I have also tried to follow repair manuals. It can be very frustrating. I wish the authors of such manuals would run them by mechanics, engineers and handymen. I'm sure this would expose any shortcomingd and make the manuals coincide with the real world.
The most ambigous manuals are the cheap ones at the auto parts stores. I used to like Mitchell's manuals, but I could never afford them. Fortunately, I can go to the local branch of the County Library and look at their Mitchell manuals, then copy the pages I need (you couldn't check them out).
A comparison between my 2000 Toyota Camry and 2003 Ford F350:
Camry: Reach under glove box and find the handle to the lower trap door. Pull down and door unsnaps and comes out. Look up and the blower motor is staring at you. Unplug 3-wire connector. Remove 3 mounting screws with phillips screwdriver.
F350: I don't even want to think about it. My Haynes manual is useless and I would have to trip to the library.
This post goes to the heart of a problem that so many manufacturers of consumer products have: Manual quality is vastly underrated. I can't remember how many times I've read product manuals that were convoluted and nearly impossible to follow. They looked as if they were put together by a junior engineer as an afterthought. Too many companies don't realize what a horrible impression they are making with their customers when they do this. This is a BIG pet peeve.

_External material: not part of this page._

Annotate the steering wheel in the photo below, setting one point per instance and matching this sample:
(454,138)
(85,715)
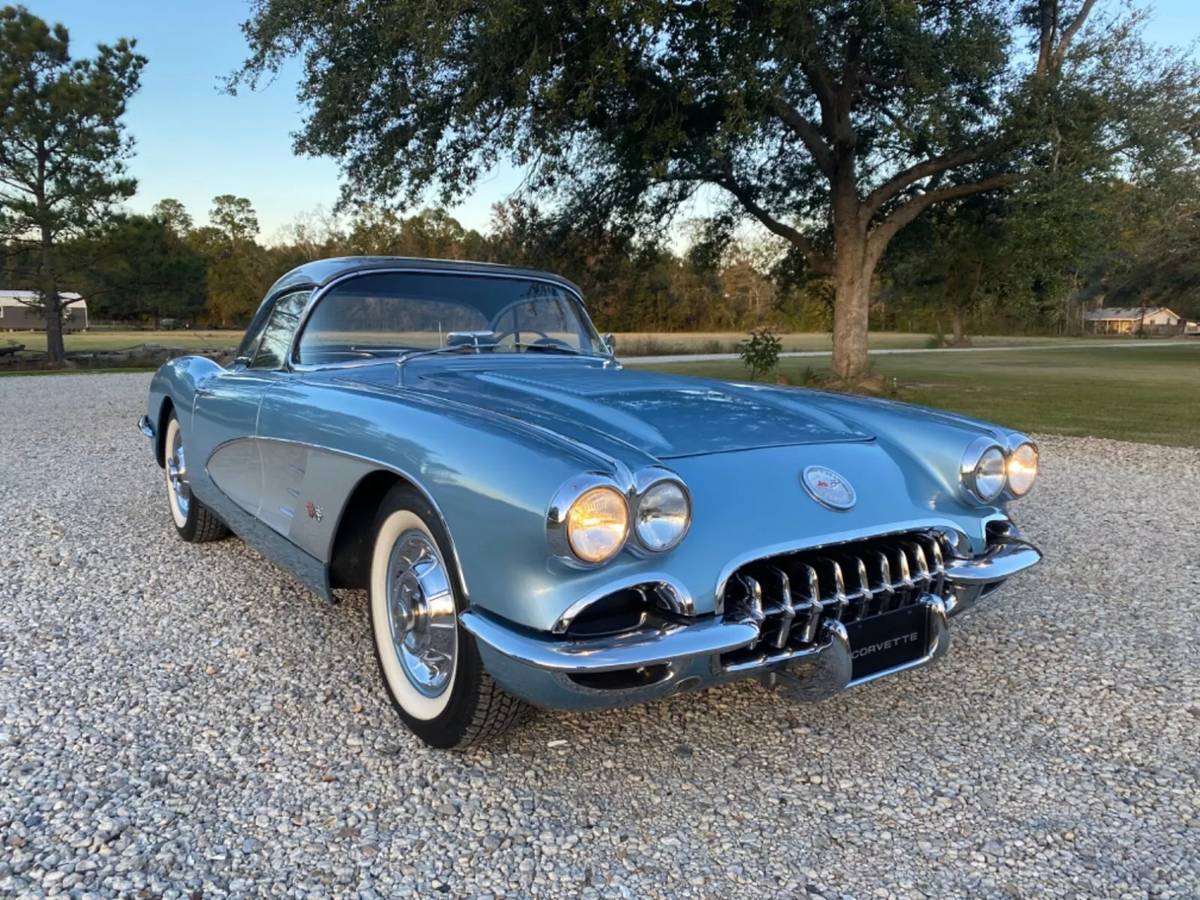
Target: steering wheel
(544,340)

Charles, oftentimes even experienced engineers create poor manuals.
A professional technical writer is quite valuable to a company if they can afford the position. They translate what the engineer tries to communicate into something the average user can, most of the time, understand.
Assumming the writer can effectively understand what the engineer is trying to communicate. Some of the best manuals are the ones with assembly diagrams and exploded views. Sometimes a picture is a thousand times better than paragraphs of eloquent descriptions.

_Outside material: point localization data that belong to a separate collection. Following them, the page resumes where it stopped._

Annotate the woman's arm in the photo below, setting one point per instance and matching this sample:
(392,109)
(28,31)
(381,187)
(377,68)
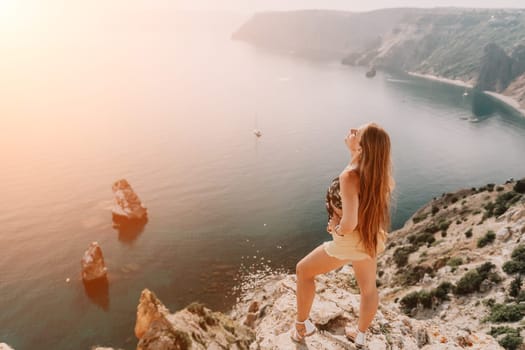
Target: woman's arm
(349,183)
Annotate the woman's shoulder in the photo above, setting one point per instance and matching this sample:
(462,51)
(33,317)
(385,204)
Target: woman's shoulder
(350,177)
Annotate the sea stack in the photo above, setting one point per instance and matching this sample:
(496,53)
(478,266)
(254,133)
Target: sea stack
(128,206)
(93,267)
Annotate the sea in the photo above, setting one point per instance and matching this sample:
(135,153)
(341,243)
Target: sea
(170,102)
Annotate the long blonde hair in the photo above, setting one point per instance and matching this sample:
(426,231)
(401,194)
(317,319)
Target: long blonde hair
(375,185)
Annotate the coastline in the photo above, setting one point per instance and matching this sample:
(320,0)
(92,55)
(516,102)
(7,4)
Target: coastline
(507,100)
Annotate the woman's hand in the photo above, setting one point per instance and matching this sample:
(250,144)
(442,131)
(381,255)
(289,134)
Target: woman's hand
(334,221)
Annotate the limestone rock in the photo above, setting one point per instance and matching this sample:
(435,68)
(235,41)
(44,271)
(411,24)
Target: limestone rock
(335,306)
(421,337)
(504,234)
(195,328)
(149,309)
(127,204)
(92,263)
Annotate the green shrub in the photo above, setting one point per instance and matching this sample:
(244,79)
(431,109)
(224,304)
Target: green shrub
(471,281)
(487,239)
(511,341)
(419,218)
(420,239)
(519,187)
(412,300)
(401,254)
(506,313)
(515,287)
(413,275)
(455,261)
(441,292)
(426,299)
(443,225)
(517,262)
(432,228)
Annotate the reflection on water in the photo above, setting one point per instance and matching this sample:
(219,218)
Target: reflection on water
(482,104)
(98,292)
(150,106)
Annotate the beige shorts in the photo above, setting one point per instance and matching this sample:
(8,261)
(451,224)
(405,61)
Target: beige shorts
(348,246)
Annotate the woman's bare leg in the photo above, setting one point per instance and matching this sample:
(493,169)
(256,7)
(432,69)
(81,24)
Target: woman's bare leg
(365,274)
(315,263)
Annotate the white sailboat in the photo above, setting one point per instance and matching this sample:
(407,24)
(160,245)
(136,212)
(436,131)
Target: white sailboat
(256,131)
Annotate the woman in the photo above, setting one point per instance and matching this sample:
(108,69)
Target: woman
(358,204)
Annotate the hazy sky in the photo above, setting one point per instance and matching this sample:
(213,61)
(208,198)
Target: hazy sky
(352,5)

My expeience with Chrysler service manuals is that sometimes they show a view from a point that no human could ever have, such as looking at an engine through the firewall just above the steering column. That was an interesting one. And removing the front fender was indeed required on some of their products. Evidently the blower motor was not intended to ever be replaced.

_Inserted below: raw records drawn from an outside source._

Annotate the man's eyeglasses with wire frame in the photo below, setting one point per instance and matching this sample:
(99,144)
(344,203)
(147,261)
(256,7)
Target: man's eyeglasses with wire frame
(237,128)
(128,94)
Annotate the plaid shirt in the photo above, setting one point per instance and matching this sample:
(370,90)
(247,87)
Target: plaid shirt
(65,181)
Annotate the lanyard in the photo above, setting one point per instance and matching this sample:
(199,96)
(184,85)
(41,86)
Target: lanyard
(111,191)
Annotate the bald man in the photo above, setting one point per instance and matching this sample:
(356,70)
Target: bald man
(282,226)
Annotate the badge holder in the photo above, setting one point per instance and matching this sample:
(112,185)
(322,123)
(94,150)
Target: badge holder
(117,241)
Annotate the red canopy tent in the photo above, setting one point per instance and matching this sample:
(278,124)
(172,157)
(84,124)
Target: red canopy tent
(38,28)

The worst ever technical writing was done by a chap at a company that I worked for a while back. He had written a calibration procedure for a circuit that I had designed, and it was so confusing that I couldn't follow it. I discovered this when I got a paniced call from our field service person telling me that he couldn't get the procedure to work. I had to clear my head for a few minutes, pull out the drawing, and write a better procedure, and then fax it to the poor chap. He used my instructions for a succesful calibration, and then we had the revised instructions typed up and sent to that customer as an update for their manual on the machine. And I decided that I had to have the final say on service manuals after that.
It did sort of start my technical writing portion of my engineering career.
Good user manuals are like having a remote control to your vehicle. Put aside the possibilities of repairing, you will still find good user manuals handy. Often times we don't get to know, and use consequently, all the features in the vehicle just because we don't have a useful user manual in our hands describing everything about the vehicle.
@ Gorski, nothing could be more frustrating than trying to repair using a repair manual and failing to do so. It is not just about frustration. It has much more to do with company's reputation as well. A useful manual with clear diagrams, made by engineers or people properly skilled for the job, can be really handy in performing common repair operations.